The Model for Improvement asks you three questions to help you plan and undertake improvement work. Thoughtful, collaborative consideration of the three questions helps you deeply understand the problem or opportunity for improvement, identify high-quality change ideas, and construct an effective measurement strategy to capture learning and track progress.

The Model for Improvement also includes the plan-do-study-act or PDSA cycle as the engine for developing, testing and implementing change in your system. 

Are you ready to get started? Read our step-by-step guide to using the Model for Improvement

Breakthrough Series Collaboratives

When we bring health service teams together to work on large-scale improvement, Safer Care Victoria uses the IHI Breakthrough Series Collaborative approach. This model allows clinicians and consumers to learn from one another and topic experts as they use the Model for Improvement to design and deliver their improvement work. Healthcare workers and consumers can also learn more about undertaking effective improvement efforts, helping us to build a network of experts who can expand the work across Victoria.

Engaging patients, carers and communities in our improvement work is vital for getting better health outcomes for all Victorians.
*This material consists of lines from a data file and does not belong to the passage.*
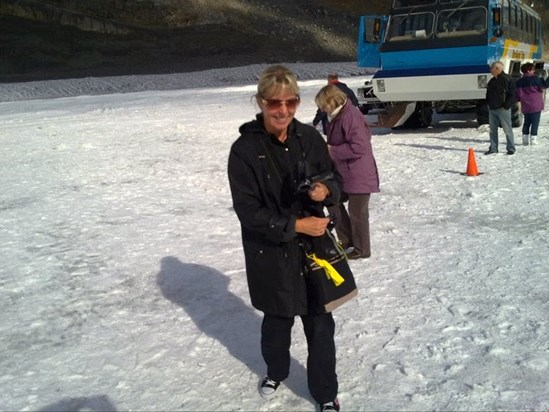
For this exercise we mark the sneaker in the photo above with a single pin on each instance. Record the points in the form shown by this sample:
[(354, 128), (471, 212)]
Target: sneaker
[(268, 387), (330, 406)]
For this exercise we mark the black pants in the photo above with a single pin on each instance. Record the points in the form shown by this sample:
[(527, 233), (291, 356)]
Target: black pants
[(321, 361)]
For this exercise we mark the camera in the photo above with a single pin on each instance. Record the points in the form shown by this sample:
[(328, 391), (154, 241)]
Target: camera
[(306, 181)]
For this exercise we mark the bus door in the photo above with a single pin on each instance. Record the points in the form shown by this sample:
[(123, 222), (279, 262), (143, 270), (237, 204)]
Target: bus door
[(370, 36)]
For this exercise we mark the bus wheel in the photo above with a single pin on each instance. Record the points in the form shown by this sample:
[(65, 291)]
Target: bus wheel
[(516, 119)]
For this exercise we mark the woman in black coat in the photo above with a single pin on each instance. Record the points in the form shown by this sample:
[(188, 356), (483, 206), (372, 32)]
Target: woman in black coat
[(278, 204)]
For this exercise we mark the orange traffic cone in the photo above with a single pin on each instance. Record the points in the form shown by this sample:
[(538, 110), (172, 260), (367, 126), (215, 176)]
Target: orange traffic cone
[(472, 164)]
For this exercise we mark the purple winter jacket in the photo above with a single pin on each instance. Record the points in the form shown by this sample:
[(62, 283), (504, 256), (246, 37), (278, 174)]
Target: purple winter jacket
[(529, 91), (351, 151)]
Find out more about partnering with consumers

The Breakthrough Series Collaborative process

Each project follows roughly the same steps, with our large-scale improvement efforts running for 12 to 18 months.

Setting up the project

Key stakeholders in healthcare and quality and safety improvement define the area for improvement for the project.
We establish an expert working group - subject matter experts including people with lived experience, health system leaders, clinicians and improvement specialists – to help the project team design the project. This group develops the overall aim of the project, the theory of change and the measurement strategy.

We then recruit the project team including clinicians, consumers and senior sponsors to join the improvement effort. We look for applicants who are supported, ready to work and know they have an opportunity to improve. 

Kicking off the project

Project team members meet to get an overview of the project including expectations, key milestones and an introduction to the improvement methodology to support their efforts. Using the measurement strategy developed by the expert working group, project teams gather data to understand their system’s current performance, forming a baseline to measure improvement against.
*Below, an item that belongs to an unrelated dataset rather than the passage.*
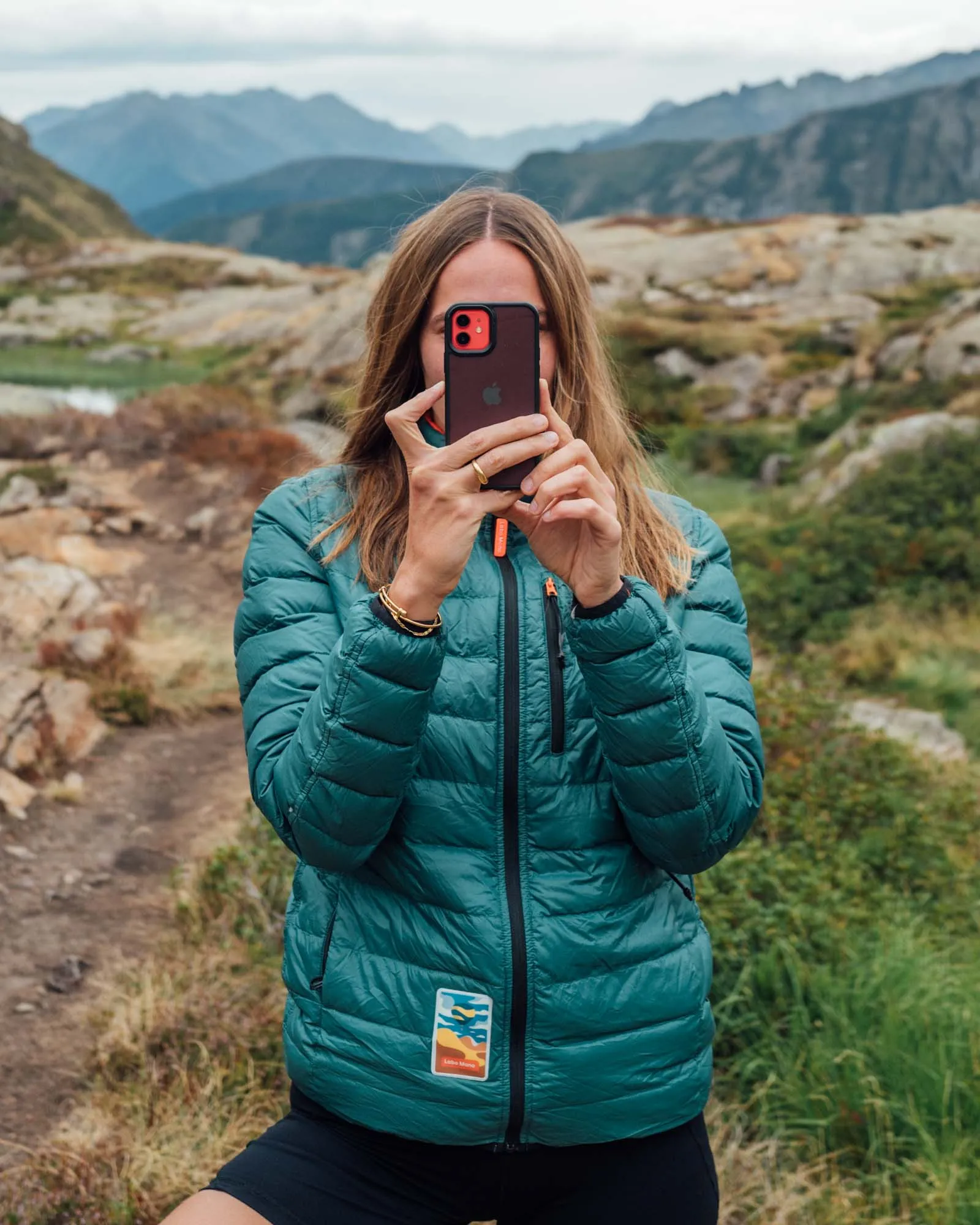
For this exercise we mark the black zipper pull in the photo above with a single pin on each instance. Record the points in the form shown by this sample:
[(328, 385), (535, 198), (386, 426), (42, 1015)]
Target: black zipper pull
[(682, 886), (557, 662)]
Learning sessions and action periods

In the first learning session, teams from separate organisations come together to share ideas and experiences, build clinical and improvement knowledge, learn from one another and plan changes. The team then uses the first action period to test and adapt changes learning about what changes lead to consistent, reliable practice in their local context.

Project teams take learnings from the action period to a second learning session and the cycle repeats up to three times. Teams build from testing to implementing, continuously learning from their work, connecting to foster an ‘all teach, all learn’ ethos, and working towards sustainable improvement.

When the project’s complete

The project team shares learnings through a change package and toolkit that other healthcare services can use to undertake improvement work in their own service.